We are still new at the bonding thing. Some siblings just aren’t interested. I have had to accept that. But we try to go on sibling outings. Stuff that lets us all hang out together and enjoy each other's company because we all don’t live close to one another.
Yes, I want my children to know & understand the significance of having a large family. For myself a good family structure equates to grounds for positive stability.
I was a person that kept to herself and wasn’t much of a social butterfly. For my children’s sake I have attempted to start getting out of my comfort zone, so the AncestryDNA was one thing. Ok, now I needed to reach out to people. In doing so, I’ve made some meaningful connections. I want to continue with that. When my children think of their family as a community.
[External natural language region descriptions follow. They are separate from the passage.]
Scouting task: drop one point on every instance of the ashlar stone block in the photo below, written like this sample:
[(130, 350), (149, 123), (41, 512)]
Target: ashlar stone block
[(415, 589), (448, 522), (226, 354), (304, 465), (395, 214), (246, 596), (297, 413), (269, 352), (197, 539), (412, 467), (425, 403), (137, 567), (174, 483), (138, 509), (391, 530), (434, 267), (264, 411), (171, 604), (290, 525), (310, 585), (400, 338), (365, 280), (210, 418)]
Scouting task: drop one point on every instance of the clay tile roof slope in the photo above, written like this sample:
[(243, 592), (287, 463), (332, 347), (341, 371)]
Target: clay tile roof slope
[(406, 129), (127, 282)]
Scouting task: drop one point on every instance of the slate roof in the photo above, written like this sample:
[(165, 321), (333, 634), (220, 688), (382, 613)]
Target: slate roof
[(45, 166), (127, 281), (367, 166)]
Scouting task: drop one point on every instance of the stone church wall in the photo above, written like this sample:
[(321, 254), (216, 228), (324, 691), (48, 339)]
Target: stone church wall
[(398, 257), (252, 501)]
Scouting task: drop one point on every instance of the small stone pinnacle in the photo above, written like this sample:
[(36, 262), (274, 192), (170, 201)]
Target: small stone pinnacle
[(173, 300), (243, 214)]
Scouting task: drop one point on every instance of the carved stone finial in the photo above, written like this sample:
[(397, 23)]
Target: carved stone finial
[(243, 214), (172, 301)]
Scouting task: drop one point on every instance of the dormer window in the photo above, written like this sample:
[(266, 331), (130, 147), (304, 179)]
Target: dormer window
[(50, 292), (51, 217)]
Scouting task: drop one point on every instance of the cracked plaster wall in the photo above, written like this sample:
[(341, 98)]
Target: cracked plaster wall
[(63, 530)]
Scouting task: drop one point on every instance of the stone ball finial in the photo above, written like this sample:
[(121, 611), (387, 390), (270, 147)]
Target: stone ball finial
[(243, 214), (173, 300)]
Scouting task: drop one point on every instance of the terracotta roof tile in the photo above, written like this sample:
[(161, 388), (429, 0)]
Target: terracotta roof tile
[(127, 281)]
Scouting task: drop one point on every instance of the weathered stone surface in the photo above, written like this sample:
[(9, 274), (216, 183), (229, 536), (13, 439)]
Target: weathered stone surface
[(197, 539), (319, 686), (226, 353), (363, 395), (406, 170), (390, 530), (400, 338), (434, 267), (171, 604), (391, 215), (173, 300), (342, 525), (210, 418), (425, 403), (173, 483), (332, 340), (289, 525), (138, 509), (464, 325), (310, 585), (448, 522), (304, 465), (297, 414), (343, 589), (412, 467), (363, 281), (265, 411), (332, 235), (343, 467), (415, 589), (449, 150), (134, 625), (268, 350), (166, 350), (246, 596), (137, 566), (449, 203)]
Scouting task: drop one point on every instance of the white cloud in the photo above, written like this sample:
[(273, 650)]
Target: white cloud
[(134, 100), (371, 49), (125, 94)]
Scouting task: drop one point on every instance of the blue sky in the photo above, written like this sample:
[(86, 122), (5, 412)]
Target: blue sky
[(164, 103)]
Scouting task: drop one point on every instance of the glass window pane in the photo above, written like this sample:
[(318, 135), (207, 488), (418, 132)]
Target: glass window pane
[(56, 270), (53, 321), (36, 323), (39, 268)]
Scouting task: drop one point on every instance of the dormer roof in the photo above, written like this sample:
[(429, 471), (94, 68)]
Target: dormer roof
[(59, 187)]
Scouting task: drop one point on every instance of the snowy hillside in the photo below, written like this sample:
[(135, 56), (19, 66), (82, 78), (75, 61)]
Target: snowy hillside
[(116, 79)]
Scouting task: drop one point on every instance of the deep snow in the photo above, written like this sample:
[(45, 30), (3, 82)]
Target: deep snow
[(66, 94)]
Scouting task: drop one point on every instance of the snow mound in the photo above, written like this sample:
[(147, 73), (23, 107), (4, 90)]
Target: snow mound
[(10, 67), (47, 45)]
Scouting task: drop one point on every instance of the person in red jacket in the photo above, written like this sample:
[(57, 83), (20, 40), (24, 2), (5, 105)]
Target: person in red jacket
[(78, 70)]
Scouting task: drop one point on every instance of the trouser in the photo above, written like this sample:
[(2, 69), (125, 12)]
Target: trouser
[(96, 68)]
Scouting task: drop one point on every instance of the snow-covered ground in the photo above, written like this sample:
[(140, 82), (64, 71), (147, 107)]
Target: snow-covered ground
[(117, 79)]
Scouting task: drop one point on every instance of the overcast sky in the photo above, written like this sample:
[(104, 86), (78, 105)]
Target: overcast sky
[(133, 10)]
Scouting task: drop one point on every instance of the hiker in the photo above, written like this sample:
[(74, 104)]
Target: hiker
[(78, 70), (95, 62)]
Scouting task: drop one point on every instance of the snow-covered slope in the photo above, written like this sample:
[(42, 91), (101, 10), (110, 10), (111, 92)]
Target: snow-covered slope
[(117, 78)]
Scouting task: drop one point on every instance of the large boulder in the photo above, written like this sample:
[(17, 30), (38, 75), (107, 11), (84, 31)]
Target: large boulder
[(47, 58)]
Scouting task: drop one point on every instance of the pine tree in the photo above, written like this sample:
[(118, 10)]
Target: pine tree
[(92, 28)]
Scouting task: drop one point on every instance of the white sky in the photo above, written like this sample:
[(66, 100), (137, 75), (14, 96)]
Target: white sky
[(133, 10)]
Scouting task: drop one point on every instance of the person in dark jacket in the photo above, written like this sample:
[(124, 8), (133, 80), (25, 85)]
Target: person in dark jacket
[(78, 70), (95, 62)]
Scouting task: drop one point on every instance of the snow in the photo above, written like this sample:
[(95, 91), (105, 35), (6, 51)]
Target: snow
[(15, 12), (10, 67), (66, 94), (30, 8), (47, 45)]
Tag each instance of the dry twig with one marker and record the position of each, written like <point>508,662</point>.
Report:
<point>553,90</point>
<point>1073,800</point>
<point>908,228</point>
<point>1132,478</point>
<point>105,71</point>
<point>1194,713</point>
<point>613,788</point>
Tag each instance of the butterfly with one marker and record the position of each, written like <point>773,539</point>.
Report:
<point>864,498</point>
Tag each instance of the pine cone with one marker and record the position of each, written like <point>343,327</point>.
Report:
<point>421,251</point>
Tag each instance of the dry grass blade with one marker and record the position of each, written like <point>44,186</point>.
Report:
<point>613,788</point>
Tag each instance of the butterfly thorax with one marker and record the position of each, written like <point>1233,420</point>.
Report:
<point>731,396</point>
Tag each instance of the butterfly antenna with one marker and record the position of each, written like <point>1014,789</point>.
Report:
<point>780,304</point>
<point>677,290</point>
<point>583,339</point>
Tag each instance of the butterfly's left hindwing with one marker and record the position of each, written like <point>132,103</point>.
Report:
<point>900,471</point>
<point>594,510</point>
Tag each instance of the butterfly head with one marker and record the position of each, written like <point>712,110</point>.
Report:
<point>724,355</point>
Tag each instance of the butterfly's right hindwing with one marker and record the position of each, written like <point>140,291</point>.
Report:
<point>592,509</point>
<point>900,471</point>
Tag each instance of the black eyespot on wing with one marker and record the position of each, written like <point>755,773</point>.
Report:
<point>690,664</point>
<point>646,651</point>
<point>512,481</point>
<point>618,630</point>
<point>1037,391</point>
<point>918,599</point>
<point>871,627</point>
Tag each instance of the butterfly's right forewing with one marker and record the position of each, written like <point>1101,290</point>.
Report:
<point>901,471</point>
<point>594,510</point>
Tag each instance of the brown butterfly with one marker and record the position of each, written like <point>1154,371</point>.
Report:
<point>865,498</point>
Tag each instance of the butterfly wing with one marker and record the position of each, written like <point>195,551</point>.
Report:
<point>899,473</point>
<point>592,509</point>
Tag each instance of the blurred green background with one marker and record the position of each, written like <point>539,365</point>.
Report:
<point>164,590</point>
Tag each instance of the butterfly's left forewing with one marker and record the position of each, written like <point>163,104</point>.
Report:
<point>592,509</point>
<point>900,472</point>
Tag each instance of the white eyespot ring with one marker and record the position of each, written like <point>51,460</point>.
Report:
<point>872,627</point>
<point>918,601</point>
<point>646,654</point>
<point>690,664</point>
Being proactive sometimes is a struggle for me, but it’s something I’m willing to do for my children and for myself.
The tradition of always creating an opportunity to congregate and be together. You may not get to see your family all the time, but to have those special moments that create memories. That’s what I remember about my childhood. I want them to have similar experiences.
My grandmother, Joemma and my great-grandmother, Louella, were very feisty women. So, sometimes if someone is saying or doing something that reminds us of those two, we start calling that person by their name for a while. Everyone has a good laugh, and sometimes it starts a discussion on some of the things we miss about them.
Overall, my family hadn't really kept anything over the years, but there are a few items. I wear my grandmothers wedding ring on my right hand. It was given to me 20 years ago. I believe some of her furniture and a few pictures are at various relatives houses. I hope to teach my children the importance of preservation. Especially as African-Americans, you need that to help you connect and also never forget where you came from.
Understanding how true the statement that "knowledge is power". You can say it but does a person actually get it?
Describe what family means to you
My family is my heart and soul. To have one means so much to me because it’s not something everyone has or sometimes even wants. It’s something that I am thankful for.
"I am originally from a small town in KY. I was raised by my grandparents, William & Joemma
Sanders, until they both passed away in the 1990’s. Throughout my life, my father lived in that same small town I had once resided in as a child; no further than a stone's throw away, as absent as could be. By this time, some of my family had migrated to Georgia, including my mother who had a total of 2 children: me and my half sister. I spent around 10 years living in various cities in and around Atlanta. After college, I moved to Chicago. I loved everything about the city - I just couldn't afford it. Seven years ago I was passing through Kentucky. I was single with no children and had no idea where I wanted to live next. A few weeks turned into a few months. Seven years later with two toddlers, I guess I’m staying here longer than I had planned. I’ve recently started an online boutique "K’Rena Bhails" which is the nicknames of my children. It’s a hobby right now, but I hope to one day turn it into a full time career. It’ll feature positive phrases and images that encourage black excellence. I wanted to start something my children would be proud of."